AI representative image; Photo: SuPatMaN:Shutterstock
AI representative image; Photo: SuPatMaN/Shutterstock

According to scientists from the University of California, San Diego, current LLMs are likely to be able to replace humans for short-term conversations. This could potentially lead to “automation of jobs, improved social engineering attacks, and more general societal disruption.”

Participants in a recent test reportedly mistook GPT-4.5 for a human 73 percent of the time, which is significantly above the 50 percent rate for random chance.
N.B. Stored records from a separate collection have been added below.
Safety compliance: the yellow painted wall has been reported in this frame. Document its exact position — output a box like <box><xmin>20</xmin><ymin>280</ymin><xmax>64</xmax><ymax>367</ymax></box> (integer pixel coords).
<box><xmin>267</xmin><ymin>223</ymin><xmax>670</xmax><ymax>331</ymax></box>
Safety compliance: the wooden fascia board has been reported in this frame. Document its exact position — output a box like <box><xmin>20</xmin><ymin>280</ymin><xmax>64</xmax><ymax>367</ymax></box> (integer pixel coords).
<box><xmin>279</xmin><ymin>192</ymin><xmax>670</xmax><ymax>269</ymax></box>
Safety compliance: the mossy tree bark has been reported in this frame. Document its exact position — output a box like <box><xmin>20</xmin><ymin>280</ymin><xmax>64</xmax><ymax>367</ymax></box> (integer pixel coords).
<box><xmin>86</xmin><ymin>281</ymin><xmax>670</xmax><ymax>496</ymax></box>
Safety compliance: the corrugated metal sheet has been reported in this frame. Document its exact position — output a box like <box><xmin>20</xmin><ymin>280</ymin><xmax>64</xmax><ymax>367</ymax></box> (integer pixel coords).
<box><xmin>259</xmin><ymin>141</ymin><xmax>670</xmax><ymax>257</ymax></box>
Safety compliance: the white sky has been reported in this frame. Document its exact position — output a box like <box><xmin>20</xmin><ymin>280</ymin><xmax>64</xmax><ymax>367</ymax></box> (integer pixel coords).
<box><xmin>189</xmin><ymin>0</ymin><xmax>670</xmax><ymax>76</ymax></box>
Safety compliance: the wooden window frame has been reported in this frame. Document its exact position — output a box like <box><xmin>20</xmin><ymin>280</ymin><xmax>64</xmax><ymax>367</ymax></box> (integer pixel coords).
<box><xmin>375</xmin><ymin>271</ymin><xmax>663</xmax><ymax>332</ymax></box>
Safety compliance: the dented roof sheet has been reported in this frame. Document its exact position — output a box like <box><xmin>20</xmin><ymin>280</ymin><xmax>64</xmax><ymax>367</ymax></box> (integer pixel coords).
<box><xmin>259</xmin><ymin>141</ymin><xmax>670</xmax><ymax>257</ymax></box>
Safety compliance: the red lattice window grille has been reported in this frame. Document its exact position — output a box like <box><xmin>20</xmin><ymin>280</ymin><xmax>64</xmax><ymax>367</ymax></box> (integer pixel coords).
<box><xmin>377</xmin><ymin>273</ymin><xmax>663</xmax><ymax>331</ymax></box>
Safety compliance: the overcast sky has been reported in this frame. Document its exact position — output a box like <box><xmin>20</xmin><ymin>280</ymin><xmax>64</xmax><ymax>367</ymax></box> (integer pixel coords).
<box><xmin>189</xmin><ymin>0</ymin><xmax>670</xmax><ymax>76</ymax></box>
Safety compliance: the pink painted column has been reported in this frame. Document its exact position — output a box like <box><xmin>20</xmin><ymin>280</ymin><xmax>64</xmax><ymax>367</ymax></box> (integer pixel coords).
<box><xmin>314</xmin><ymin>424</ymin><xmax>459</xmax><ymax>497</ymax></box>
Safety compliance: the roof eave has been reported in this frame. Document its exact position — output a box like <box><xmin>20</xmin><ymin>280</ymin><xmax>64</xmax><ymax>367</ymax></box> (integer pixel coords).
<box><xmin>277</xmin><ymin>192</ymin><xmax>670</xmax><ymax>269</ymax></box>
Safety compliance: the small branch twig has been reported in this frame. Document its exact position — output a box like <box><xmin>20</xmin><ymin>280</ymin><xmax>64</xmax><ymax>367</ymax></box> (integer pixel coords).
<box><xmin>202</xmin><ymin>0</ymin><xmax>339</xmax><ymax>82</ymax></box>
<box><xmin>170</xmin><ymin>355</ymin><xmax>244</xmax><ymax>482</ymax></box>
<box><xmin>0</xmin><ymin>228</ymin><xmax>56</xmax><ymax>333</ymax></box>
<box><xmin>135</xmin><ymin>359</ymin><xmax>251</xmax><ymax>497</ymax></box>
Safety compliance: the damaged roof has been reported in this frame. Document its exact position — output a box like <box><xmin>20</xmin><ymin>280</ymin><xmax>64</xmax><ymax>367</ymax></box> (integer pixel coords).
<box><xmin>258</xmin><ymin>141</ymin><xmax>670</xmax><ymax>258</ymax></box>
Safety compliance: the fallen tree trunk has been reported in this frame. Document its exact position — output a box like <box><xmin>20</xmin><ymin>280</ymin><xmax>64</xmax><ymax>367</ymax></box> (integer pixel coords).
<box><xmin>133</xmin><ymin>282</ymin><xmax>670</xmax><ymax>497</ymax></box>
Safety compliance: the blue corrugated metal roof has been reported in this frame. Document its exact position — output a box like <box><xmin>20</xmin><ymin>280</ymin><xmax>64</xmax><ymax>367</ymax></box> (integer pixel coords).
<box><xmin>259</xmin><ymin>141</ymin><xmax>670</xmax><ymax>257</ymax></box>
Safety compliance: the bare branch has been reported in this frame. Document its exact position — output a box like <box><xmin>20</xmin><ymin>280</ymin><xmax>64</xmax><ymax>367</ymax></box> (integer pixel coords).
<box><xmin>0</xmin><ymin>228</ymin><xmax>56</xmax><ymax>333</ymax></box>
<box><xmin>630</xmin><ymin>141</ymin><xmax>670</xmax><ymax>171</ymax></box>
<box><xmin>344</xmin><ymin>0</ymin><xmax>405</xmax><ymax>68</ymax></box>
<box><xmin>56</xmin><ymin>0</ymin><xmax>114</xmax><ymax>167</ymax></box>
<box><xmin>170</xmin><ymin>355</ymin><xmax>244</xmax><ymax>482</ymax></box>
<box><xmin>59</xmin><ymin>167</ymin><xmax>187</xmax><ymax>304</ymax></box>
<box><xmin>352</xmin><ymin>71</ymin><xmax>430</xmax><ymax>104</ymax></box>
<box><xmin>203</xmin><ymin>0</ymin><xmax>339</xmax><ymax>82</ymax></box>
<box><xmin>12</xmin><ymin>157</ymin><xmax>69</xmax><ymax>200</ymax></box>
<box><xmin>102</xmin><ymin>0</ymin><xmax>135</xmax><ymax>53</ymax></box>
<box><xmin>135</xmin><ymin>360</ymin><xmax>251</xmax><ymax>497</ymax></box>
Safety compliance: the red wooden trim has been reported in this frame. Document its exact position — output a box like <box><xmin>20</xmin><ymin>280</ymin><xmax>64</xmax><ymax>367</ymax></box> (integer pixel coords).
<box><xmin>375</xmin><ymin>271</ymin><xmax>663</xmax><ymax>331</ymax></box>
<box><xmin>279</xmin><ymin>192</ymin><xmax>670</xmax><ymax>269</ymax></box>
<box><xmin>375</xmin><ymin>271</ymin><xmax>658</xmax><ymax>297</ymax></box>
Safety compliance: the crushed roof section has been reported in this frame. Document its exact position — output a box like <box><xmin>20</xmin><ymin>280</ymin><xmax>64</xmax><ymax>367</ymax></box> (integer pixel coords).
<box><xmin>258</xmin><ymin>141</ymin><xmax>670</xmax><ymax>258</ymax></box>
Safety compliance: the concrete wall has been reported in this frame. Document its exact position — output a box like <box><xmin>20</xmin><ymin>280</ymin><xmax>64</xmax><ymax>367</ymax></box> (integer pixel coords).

Though this is a significant achievement in engineering, it doesn’t necessarily mean we’ve achieved artificial general intelligence (AGI).
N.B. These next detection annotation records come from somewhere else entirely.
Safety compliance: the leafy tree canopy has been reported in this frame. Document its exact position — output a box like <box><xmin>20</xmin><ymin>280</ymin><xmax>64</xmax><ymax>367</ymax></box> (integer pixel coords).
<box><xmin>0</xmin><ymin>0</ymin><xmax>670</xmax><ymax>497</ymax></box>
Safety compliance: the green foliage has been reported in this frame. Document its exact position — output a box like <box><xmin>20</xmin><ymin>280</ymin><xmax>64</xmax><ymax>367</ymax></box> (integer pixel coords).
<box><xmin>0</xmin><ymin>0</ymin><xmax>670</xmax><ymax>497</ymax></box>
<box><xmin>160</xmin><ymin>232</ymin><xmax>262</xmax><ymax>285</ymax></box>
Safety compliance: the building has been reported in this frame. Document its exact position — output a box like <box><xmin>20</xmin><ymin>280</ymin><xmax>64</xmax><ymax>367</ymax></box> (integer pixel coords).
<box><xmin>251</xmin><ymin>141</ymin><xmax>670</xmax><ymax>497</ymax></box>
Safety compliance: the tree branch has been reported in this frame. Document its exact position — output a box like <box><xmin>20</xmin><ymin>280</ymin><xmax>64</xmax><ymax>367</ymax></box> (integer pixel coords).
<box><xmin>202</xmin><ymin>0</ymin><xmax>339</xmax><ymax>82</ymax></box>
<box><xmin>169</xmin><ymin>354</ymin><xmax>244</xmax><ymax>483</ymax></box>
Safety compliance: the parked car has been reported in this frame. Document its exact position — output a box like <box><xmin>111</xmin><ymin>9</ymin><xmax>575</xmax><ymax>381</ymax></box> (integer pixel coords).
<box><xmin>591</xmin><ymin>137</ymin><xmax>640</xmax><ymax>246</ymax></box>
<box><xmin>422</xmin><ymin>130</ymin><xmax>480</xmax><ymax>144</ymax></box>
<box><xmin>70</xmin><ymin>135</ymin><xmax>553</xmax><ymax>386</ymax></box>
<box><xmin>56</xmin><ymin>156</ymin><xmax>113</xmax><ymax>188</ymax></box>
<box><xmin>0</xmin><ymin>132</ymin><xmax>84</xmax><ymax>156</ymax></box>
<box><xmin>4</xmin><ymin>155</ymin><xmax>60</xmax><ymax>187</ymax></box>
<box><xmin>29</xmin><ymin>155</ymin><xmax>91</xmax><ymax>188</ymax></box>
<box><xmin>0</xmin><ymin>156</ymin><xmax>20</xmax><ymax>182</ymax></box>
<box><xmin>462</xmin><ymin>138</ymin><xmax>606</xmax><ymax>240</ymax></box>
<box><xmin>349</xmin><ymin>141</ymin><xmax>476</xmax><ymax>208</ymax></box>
“The results constitute the first empirical evidence that any artificial system passes a standard three-party Turing test,” the authors wrote. “The results have implications for debates about what kind of intelligence is exhibited by LLMs, and the social and economic impacts these systems are likely to have.”

The authors of the study instructed the LLM to assume a “humanlike persona,” which essentially resulted in texts full of internet shorthand and socially awkward responses. This persona allowed the LLM to score high, but without it, it only had a 36 percent success rate.

This was a three-party test – meaning that participants simultaneously spoke with a real human and an AI and attempted to distinguish between them. Cameron Jones, a co-author of the study, described this kind of test (which lasts around five minutes) as the “most widely accepted standard” version of the Turing test in a post on X.

Did We Achieve AGI?

But does this mean that we’ve officially developed AGI? According to experts, the Turing test only evaluates one type of intelligence, whereas humans arguably possess upwards of nine distinct intelligences (intrapersonal, interpersonal, existential, visual-spatial, etc). Some researchers actually believe the results are saying more about humans than the AI models.

“It’s no longer a test of machines, it’s a test of us. And increasingly, we’re failing. Because we no longer evaluate humanity based on cognitive substance. We evaluate it based on how it makes us feel. And that feeling—the “gut instinct,” the “vibe”—is now the soft underbelly of our discernment. And LLMs, especially when persona-primed, can exploit it with uncanny accuracy.” John Nosta, founder of the think tank NostaLab, wrote in Psychology Today.